Module 2: Spatial Data & Environmental Justice

Duration: Weeks 5-7
Focus: Geospatial analysis, cloud-native formats, EJ lens.

Core Concepts:
- Vector Data: Analysis with DuckDB Spatial.
- Raster Data: Scalable processing with gdalcubes.
- Cloud-native geospatial formats (COG, GeoParquet).
- Mapping environmental impacts (e.g., data centers, biodiversity).
- Introduction to Geospatial Foundation Models.
Deep Dive: Handling massive geospatial datasets, custom coordinate reference systems discussions, and critical data studies applied to Environmental Justice.
Project: Map and analyze environmental impacts of infrastructure.

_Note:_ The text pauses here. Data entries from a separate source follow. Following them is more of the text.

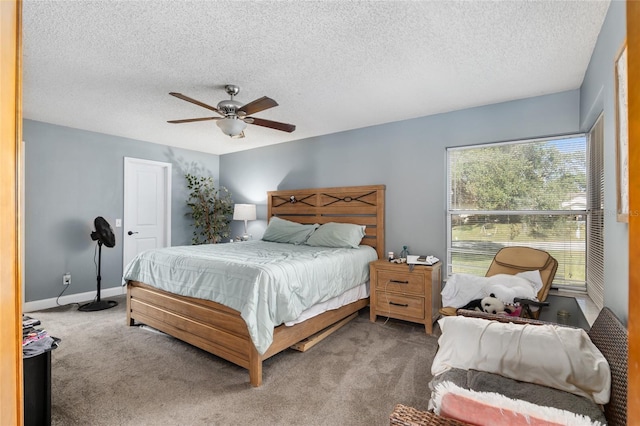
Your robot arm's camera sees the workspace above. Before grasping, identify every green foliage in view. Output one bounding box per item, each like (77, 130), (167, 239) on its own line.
(185, 174), (233, 244)
(452, 143), (586, 211)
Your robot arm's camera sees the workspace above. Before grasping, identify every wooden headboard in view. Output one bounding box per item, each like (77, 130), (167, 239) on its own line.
(267, 185), (385, 259)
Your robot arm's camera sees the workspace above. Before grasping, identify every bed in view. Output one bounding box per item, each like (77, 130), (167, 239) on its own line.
(127, 185), (385, 386)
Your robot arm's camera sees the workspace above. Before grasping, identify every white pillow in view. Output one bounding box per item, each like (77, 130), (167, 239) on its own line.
(306, 222), (365, 248)
(431, 316), (611, 404)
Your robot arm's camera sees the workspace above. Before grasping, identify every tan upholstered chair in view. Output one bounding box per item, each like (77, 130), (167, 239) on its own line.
(440, 246), (558, 318)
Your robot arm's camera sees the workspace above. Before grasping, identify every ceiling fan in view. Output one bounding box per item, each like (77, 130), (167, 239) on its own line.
(167, 84), (296, 138)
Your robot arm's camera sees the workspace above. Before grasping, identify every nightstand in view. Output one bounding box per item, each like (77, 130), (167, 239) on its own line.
(369, 260), (441, 334)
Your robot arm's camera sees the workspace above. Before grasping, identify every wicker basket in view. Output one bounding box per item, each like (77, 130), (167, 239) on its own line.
(389, 404), (469, 426)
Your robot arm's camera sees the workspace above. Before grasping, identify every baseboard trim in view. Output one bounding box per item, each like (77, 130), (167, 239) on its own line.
(22, 286), (127, 312)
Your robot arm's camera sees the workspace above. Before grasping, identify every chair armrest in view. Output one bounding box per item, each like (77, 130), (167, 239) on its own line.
(513, 297), (549, 308)
(389, 404), (469, 426)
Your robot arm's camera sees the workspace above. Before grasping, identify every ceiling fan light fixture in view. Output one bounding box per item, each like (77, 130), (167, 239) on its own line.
(216, 117), (247, 138)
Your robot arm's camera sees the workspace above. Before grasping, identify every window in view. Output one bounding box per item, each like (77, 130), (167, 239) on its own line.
(447, 135), (587, 290)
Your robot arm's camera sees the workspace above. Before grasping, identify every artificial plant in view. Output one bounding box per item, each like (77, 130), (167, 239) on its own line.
(185, 174), (233, 244)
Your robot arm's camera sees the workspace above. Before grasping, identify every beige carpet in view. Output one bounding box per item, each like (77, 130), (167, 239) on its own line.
(30, 297), (437, 426)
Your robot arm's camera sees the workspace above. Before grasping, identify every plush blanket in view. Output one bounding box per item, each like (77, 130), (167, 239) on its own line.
(442, 271), (542, 308)
(429, 368), (607, 424)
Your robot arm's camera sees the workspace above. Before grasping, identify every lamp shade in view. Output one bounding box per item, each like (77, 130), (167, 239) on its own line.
(216, 118), (247, 137)
(233, 204), (256, 220)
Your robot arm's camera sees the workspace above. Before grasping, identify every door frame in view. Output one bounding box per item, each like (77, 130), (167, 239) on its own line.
(122, 157), (173, 270)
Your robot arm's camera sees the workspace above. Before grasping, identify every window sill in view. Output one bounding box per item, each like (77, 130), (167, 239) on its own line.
(549, 289), (600, 325)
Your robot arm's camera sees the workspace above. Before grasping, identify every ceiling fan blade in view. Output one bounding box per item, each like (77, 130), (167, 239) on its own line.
(169, 92), (224, 116)
(167, 117), (222, 124)
(237, 96), (278, 115)
(247, 117), (296, 133)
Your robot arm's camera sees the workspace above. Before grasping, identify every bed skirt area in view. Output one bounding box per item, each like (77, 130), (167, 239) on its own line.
(127, 281), (369, 386)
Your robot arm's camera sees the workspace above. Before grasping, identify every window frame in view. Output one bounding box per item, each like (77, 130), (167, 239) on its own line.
(445, 132), (591, 293)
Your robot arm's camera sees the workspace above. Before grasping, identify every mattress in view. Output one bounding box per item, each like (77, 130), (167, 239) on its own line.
(123, 241), (377, 354)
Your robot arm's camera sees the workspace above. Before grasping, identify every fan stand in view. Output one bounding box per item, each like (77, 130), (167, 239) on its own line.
(78, 240), (118, 312)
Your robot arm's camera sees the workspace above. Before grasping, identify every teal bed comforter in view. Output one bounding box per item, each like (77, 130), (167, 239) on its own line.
(123, 241), (377, 354)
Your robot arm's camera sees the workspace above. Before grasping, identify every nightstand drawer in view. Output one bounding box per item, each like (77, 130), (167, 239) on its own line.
(376, 270), (424, 295)
(376, 291), (424, 320)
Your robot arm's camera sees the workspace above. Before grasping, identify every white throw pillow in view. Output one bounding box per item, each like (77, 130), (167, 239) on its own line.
(431, 316), (611, 404)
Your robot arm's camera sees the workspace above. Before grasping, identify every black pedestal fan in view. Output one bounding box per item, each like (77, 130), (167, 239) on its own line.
(78, 216), (118, 312)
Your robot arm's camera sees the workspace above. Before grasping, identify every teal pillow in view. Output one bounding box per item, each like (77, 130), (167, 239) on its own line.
(262, 216), (320, 244)
(306, 222), (364, 248)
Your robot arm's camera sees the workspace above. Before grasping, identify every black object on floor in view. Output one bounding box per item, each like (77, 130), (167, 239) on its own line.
(539, 294), (591, 331)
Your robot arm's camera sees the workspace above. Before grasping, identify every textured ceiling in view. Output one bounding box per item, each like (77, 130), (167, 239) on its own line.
(23, 0), (609, 154)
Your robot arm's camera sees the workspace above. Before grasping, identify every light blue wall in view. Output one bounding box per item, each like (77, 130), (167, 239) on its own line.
(220, 1), (629, 323)
(220, 90), (580, 272)
(23, 120), (219, 302)
(580, 1), (629, 323)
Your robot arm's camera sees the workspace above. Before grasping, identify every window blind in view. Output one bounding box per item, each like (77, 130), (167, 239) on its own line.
(447, 134), (587, 290)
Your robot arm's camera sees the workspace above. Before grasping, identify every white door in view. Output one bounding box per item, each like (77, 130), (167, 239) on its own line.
(122, 157), (171, 268)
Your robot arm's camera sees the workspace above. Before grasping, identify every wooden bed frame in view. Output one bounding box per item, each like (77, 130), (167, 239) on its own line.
(127, 185), (385, 386)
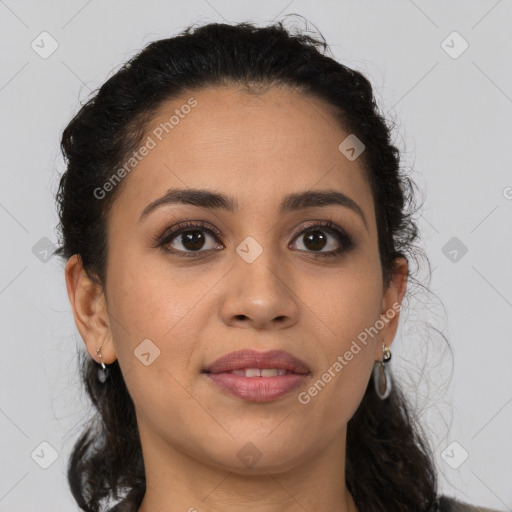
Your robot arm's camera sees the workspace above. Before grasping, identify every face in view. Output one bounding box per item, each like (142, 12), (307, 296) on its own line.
(67, 87), (404, 473)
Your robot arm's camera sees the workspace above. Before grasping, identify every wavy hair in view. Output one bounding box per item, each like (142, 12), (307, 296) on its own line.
(56, 17), (437, 512)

Module 3: Working with LLMs & Unstructured Data

Duration: Weeks 8-10
Focus: R-based LLM tools, Structured Outputs, Unstructured data extraction.

Core Concepts:
- Leading edge of R LLMs using Posit PBC tools:
  - ellmer for programmatic LLM interaction.
  - mcptools for Model Context Protocol integration.
  - ragnar (RAG implementations).
  - vitals (https://vitals.tidyverse.org/) for model evaluation.
- Extracting structured data (JSON) from unstructured text (PDFs, reports).
Deep Dive: Comparing local vs. cloud models, fine-tuning considerations, and evaluating LLM outputs for scientific rigor.
Project: Extract and analyze data from corporate sustainability reports.

Module 4: Scaling & Cloud Computing

Duration: Weeks 11-12
Focus: Container orchestration, Kubernetes, Cloud architecture.

Core Concepts:
- Introduction to Cloud Infrastructure (AWS/Azure/GCP).
- Containerization beyond local Docker.
- Kubernetes (K8s): Concepts (Pods, Deployments, Services) and practice.
- Scaling R-based data analysis workflows on the cloud.
Project: Deploy a scalable data application or analysis pipeline to a Kubernetes cluster.

Module 5: Capstone Project

Duration: Weeks 13-15
Focus: Synthesis, Innovation, Deployment.

Goal: Students work individually or in small teams to conceptualize, build, and deploy a significant data science project applying techniques from the previous modules.
Stages:
- Scope: Proposal and architectural design.
- Sprint: Agile development of an MVP.
- Refine: User experience and documentation.
- Demo: Live presentation of the deployed application.

Tech Stack

IDE: VS Code / Antigravity
Language: R (primary)
Data: DuckDB, duckdbfs, GeoParquet, gdalcubes
AI: ellmer, mcptools, vitals
Compute: GitHub Codespaces, Kubernetes
Web: Quarto, Shiny

Evaluation

The course grade is based on 5 Core Modules. Each module is worth 20 points, for a total of 100 points. Participation and engagement are assessed as part of the score for each module.

Component	Points
Module 1: The AI-Data Analyst	20
Module 2: Spatial Data & Environmental Justice	20
Module 3: Working with LLMs & Unstructured Data	20
Module 4: Scaling & Cloud Computing	20
Module 5: Capstone Project	20
Total	100

See Policies for full details on grading, participation, and attendance.